Observations on Spontaneous Brain States
  • Influence of Brain Dynamics on Performance

    • The spatiotemporal field of spontaneous activity significantly impacts cognitive processes and remembering.
    • Research suggests that brain-state fluctuations are neither random nor solely due to top-down controls but reflect complex dynamics.
  • Historical Dependence of Brain Behavior

    • The brain operates as a dynamic system; prior neural states inform current processing and behavior.

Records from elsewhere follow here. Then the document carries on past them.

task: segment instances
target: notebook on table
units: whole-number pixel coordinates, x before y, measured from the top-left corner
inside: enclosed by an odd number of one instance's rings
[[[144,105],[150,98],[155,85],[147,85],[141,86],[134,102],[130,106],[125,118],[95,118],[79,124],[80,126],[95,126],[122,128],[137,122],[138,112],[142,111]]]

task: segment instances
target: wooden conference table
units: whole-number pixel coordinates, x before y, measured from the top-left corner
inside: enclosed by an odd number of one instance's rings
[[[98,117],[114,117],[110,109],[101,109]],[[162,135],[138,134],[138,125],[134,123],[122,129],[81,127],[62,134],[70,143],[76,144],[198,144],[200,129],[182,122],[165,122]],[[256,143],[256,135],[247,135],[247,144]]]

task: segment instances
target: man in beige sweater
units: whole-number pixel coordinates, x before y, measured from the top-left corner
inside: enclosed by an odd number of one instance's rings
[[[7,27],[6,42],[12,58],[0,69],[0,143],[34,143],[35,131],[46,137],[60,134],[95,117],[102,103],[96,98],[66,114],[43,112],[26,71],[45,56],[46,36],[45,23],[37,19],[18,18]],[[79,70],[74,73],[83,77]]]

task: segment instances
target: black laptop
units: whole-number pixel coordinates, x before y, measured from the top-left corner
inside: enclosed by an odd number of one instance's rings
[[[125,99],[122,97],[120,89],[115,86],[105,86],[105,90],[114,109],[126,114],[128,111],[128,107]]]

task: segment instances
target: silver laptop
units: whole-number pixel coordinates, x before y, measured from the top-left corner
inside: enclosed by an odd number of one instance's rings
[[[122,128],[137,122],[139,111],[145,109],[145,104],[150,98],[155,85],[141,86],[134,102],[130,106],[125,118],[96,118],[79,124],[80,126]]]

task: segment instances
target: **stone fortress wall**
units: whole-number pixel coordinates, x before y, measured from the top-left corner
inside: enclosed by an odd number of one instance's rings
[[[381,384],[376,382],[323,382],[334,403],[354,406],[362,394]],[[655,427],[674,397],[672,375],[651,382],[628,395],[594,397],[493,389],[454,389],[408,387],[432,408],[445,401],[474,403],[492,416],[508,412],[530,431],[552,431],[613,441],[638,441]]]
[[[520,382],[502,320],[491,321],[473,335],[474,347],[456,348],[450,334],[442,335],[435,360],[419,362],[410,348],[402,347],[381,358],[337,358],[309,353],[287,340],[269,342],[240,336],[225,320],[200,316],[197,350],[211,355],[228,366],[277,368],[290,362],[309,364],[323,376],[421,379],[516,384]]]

    • Effective responses to stimuli are adjustments of evolving network activity, shaped by earlier conditions.
Summary of Observations
  • Significance of Brain-State Variability
    • Variability in cognitive and motor functions occur over minutes to hours, affected by internal brain coordination.
    • Responses to stimuli do not act as initial conditions; they modify evolving neural activity patterns driven by historical contexts.
    • The ongoing background significantly influences the brain’s capacity to extract useful information from the environment, showcasing the dynamic nature of neural processing.